Kent, Orta Çağ ve Yeni Çağ'da, Seandos; Nissa ve Muşkara adıyla anılıyordu. Anadolu, Büyük Selçuklu Devleti'nin elindeyken eski adı Nissa'nın yerinde Muşkara adında bir köy vardı. Muşkara sağlam yapılı anlamındadır. 18 evlik küçük bir köy olan Muşkara, Ürgüp'e bağlıydı.

Tarihçi Charles Texier'e göre; 12. yüzyıl sonlarına doğru, yani Selçuklular zamanında, Nissa şehri halkı yavaş yavaş şehirden ayrılarak, başka bir yere göç etmişlerdir. Çevre ile ilgili bilgi veren tarihçiler, bu yeni göç yerinin Muşkara olduğunu yazarlar.

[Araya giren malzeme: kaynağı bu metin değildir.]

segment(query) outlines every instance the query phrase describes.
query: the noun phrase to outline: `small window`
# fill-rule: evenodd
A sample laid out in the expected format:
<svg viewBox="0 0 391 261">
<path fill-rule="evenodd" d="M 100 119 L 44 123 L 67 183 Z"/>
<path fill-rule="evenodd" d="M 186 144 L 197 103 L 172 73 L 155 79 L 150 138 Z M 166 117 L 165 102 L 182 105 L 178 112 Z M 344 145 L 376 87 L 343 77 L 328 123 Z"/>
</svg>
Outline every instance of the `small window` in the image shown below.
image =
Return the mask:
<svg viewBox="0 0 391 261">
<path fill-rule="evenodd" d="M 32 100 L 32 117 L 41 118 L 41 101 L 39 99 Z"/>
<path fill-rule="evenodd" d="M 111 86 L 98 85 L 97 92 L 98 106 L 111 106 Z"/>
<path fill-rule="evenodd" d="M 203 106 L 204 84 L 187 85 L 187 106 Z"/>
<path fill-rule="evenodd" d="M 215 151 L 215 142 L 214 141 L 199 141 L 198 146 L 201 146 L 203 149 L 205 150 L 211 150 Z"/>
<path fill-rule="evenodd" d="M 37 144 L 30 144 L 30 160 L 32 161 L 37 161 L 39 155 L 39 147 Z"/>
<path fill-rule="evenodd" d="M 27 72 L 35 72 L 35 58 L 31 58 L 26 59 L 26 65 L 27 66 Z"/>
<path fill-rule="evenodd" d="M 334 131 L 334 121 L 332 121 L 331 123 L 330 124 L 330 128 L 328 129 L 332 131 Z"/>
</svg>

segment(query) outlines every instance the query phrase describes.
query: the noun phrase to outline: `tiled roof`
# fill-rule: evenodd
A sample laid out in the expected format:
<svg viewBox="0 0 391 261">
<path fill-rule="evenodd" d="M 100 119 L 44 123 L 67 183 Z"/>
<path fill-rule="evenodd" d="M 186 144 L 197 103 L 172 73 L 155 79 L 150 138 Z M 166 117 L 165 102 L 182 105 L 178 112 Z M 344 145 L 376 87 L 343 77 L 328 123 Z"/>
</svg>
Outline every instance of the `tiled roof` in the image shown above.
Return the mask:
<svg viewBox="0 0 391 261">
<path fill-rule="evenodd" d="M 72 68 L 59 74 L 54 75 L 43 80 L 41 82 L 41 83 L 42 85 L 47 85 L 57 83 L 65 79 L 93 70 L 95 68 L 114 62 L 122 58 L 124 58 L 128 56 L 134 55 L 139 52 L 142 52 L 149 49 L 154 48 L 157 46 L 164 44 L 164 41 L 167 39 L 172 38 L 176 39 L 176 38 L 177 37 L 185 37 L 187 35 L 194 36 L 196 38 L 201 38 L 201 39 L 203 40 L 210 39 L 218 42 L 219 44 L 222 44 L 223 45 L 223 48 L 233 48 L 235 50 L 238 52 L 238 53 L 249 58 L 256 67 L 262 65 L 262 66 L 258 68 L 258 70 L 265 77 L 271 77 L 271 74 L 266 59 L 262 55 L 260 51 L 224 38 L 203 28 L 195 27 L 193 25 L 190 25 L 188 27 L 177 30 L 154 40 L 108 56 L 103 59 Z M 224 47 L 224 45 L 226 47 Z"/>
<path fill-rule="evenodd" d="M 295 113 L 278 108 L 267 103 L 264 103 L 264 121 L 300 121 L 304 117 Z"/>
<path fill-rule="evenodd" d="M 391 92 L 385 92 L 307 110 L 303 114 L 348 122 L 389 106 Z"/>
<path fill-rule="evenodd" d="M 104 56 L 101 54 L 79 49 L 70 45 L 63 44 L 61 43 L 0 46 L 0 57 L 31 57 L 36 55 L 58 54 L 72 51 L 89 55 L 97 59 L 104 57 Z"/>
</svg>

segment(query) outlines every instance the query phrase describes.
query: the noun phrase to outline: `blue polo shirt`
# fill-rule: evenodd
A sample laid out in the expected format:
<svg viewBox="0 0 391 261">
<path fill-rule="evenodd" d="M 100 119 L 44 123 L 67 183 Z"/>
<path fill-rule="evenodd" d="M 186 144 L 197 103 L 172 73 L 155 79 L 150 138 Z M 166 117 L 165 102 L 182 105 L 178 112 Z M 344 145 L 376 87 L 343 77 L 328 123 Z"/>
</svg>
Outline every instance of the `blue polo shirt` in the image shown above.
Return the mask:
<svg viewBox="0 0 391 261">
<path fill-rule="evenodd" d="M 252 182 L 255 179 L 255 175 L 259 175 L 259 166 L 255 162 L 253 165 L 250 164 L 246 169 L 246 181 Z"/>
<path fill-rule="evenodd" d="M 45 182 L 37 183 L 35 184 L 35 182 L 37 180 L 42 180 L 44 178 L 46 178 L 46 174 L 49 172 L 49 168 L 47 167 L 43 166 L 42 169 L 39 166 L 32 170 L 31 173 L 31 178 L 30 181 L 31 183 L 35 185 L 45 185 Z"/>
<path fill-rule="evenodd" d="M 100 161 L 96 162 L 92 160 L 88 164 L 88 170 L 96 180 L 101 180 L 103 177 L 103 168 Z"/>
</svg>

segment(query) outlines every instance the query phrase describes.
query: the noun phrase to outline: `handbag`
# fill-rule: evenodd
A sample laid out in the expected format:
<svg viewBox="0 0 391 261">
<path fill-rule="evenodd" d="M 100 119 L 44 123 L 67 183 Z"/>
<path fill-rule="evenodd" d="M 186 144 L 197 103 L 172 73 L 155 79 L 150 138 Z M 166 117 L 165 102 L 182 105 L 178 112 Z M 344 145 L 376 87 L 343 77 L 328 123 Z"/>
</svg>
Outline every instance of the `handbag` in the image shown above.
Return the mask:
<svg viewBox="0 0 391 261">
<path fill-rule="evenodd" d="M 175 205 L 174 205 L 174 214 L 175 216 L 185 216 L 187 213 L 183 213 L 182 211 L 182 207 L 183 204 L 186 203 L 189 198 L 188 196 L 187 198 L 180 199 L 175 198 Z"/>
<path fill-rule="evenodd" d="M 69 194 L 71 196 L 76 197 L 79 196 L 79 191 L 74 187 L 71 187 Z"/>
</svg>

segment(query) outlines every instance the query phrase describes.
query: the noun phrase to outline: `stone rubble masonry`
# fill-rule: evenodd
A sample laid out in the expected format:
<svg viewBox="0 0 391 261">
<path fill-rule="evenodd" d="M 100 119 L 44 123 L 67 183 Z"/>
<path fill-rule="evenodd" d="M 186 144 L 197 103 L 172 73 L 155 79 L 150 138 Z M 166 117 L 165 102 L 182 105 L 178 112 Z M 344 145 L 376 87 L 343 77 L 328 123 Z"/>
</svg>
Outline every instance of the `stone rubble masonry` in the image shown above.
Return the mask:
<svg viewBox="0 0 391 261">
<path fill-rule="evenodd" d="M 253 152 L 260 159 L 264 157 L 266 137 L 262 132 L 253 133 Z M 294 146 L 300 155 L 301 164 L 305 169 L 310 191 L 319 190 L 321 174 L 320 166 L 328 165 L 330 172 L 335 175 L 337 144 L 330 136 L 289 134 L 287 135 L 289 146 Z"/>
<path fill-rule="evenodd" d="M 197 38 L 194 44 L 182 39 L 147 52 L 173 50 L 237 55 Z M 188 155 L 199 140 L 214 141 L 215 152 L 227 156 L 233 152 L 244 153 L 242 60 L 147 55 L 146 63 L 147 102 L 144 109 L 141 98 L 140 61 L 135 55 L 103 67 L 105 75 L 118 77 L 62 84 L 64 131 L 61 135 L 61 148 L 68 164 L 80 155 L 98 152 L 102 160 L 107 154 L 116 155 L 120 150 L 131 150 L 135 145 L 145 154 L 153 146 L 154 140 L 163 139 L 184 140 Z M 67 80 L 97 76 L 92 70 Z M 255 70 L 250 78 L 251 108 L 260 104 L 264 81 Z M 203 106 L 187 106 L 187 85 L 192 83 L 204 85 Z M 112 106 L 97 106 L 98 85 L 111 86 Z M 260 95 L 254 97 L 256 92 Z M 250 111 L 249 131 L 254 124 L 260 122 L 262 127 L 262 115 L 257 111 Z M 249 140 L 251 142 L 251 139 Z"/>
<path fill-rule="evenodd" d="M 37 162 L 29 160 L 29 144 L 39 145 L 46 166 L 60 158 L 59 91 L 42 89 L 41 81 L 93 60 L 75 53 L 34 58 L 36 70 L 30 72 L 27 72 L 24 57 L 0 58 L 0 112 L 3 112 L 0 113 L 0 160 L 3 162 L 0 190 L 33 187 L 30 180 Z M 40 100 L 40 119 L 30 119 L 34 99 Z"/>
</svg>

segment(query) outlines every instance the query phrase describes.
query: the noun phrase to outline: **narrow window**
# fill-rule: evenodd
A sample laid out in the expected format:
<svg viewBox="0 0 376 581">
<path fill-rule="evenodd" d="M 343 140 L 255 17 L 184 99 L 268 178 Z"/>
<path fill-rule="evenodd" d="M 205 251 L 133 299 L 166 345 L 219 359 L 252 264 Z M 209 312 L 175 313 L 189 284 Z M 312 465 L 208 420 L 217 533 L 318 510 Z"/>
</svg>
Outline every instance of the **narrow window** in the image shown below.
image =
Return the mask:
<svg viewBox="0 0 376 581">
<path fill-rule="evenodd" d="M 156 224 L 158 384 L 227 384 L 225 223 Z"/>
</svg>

Osmanlılar döneminde ise Muşkara yerine Nevşehir kullanılmaya başlandı. IV. Mehmet'in oğlu Şehzade III. Ahmet'in sır katibi, Muşkaralı İbrahim, Nevşehirli Damat İbrahim Paşa olarak sadrazamlığa getirildiğinde doğduğu kent olan Muşkara'da büyük bayındırlık hareketine girişti. İmaretler, camiler, medreseler, hamam ve çeşmeler yaptırdı. Muşkara adını değiştirerek, kente Yenişehir anlamına gelen Nevşehir adını verdi.